In a cinema market where name recognition is the best indicator of success it was only a matter of time before Dora the Explorer appeared on the big screen. Since its Nickelodeon debut in 2000, Dora the Explorer has became a household name among any house with a child and a television, especially with parents with any special interest in exposing their children to diversity and other cultures. Nearly twenty years later, Paramount and Nickelodeon give the Spanish-speaking girl with the bob haircut a bigger audience in Dora and the Lost City of Gold, and you can be glad they did.
The New Dora
In the new Dora, our girl (played by Isabela Moner) has aged into a young teenager. She maintains the childlike innocence and charm she had at the age we once knew her. Living mostly alone in the Amazon with only her parents and her quirky pet monkey, Boots, Dora’s social skills fit better in the jungle than a high school. Her best childhood friend is her cousin Diego. They’re forced apart when Dora’s parents (played by Eva Longoria and Michael Peña) take her off in search of a lost city of gold, and you can imagine the challenge of what’s to come: Diego grows up in a “regular” school system and becomes a normal teenager while Dora remains the same, untarnished by high school popularity, politics, or peer pressure.

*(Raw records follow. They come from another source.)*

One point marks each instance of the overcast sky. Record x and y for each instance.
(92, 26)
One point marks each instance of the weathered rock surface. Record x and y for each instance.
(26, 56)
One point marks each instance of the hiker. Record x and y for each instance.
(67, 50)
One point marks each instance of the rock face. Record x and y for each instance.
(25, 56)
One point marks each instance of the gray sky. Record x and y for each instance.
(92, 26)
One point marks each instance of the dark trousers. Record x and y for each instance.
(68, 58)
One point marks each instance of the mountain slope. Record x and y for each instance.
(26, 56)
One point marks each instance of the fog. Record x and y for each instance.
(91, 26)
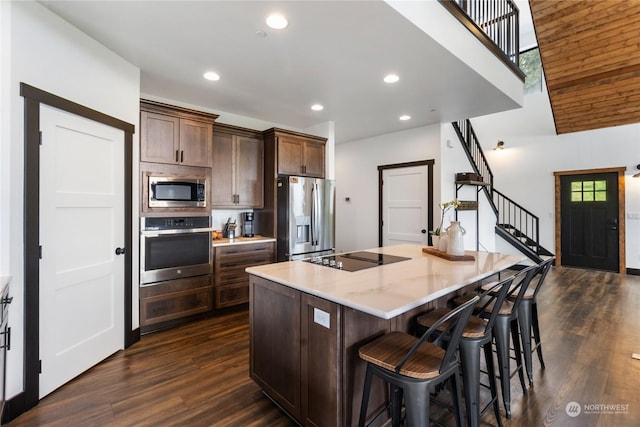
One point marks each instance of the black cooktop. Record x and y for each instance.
(355, 261)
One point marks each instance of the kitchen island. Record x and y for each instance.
(307, 322)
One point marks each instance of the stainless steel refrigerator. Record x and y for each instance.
(306, 217)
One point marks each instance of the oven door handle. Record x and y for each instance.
(156, 233)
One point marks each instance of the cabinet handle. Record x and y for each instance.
(8, 339)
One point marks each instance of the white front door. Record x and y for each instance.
(81, 225)
(405, 210)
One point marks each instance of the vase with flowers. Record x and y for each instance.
(437, 236)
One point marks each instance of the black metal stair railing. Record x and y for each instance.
(518, 221)
(476, 157)
(499, 20)
(515, 223)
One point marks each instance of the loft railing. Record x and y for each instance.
(474, 152)
(519, 222)
(497, 19)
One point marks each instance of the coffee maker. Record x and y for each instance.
(247, 224)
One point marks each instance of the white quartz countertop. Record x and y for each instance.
(389, 290)
(241, 241)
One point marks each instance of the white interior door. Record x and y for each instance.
(405, 210)
(81, 225)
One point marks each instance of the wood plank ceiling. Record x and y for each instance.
(590, 52)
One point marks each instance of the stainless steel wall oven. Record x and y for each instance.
(174, 248)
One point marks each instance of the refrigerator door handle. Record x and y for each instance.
(315, 203)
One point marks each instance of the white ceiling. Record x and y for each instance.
(334, 53)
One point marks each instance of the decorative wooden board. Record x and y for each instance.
(442, 254)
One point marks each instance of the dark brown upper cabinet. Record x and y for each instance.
(296, 153)
(175, 135)
(238, 163)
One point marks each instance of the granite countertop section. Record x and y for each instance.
(388, 290)
(241, 241)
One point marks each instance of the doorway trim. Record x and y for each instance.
(33, 97)
(429, 163)
(621, 212)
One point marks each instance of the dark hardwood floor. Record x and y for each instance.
(198, 374)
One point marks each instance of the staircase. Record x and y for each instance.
(515, 224)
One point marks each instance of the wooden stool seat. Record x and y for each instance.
(475, 327)
(412, 366)
(529, 293)
(505, 309)
(388, 350)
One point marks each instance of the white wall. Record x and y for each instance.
(357, 178)
(48, 53)
(533, 152)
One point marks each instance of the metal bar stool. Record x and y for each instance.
(528, 318)
(506, 332)
(411, 366)
(476, 336)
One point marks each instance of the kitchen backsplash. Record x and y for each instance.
(219, 219)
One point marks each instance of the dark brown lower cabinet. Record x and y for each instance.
(174, 299)
(231, 281)
(294, 355)
(304, 353)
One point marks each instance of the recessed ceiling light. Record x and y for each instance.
(391, 78)
(277, 21)
(211, 75)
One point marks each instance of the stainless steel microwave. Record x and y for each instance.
(177, 192)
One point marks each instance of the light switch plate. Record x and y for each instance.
(322, 318)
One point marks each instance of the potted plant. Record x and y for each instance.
(444, 208)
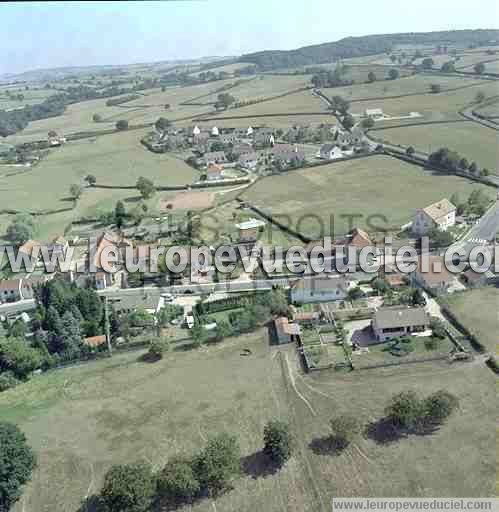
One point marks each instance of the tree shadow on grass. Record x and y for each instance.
(149, 358)
(258, 465)
(91, 504)
(326, 446)
(384, 431)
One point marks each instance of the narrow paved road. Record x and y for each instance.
(483, 233)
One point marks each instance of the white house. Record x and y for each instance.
(249, 229)
(374, 113)
(440, 215)
(320, 289)
(393, 322)
(248, 160)
(330, 152)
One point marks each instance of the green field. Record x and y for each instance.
(477, 310)
(489, 110)
(294, 103)
(117, 159)
(82, 420)
(419, 83)
(376, 185)
(472, 140)
(433, 107)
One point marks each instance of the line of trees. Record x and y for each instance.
(407, 413)
(453, 161)
(186, 479)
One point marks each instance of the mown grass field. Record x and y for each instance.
(82, 420)
(31, 96)
(376, 185)
(433, 107)
(302, 101)
(419, 83)
(470, 139)
(117, 159)
(273, 121)
(477, 310)
(264, 86)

When Dora and Diego are reunited as teens, the result is a fish-out-of-water comedy that places an awkward-yet-confident Dora in a Los Angeles high school with her frequently embarrassed cousin Diego, who wants to sink into the ground each time Dora opens her mouth, or worse, dances like the animals of the jungle. The film catches its stride when Dora and a few classmates — an awkward nerd named Randy, a nerdy mean girl named Sammy, and Dora’s cousin Diego — find themselves kidnapped by a group of mercenaries trying to track down Dora’s parents to find the city of gold themselves. The fish-out-of-water scenario is flipped when Dora returns to her comfortable landscape of the jungle and her begrudging acquaintances are the ones out of place and completely out of their element. Of course, hilarity ensues that include a few clever nods to adults in the audience — phrases like Terminator‘s “come with me if you want to live” and The Wire‘s “come at the king queen, you best not miss” — along with homages to the original Dora the Explorer for longtime fans. There’s even a third-wall break a lá the original series (can you say “delicioso?”), some throwback animation, and Swiper the Fox, complete with bandana, voiced by Benecio del Toro.
Genuine Fun
Most refreshing of the Dora film is its decision towards maintaining the character’s innocence. Dora and the Lost City of Gold is about friendship, curiosity, self-confidence, and ultimately Dora’s coming-of-age, though not through her own moral growth but in others around her learning from the light she shines. Everyone around Dora has something to learn, and the more time they spend around her the more they’re forced to confront the challenges they resist. With her friends those challenges come in the form of high school popularity and confidence; with her parents it looks like accepting that their child is growing up and is smart and capable and that it’s time to let go. It would have been an easy pitfall to sexualize Dora or her friends in their hormonal teenage years, yet the film swings over it with a genuine purity that makes for the best child-friendly adventure movie I’ve seen in a long time.
The overall feel of Dora and the Lost City of Gold is that of a child-friendly Tomb Raider, complete with quicksand, ancient ruins, and no shortage of jungle puzzles. Overall, it’s pure fun, and a sincere, wholesome family movie. Dora and the Lost City of Gold is full of heart, comedy, and adventure, and unless you’re dead inside it’ll leave you smiling — and singing — when you leave the theater. After all, as Dora would tell you, it’s always a good time for a song.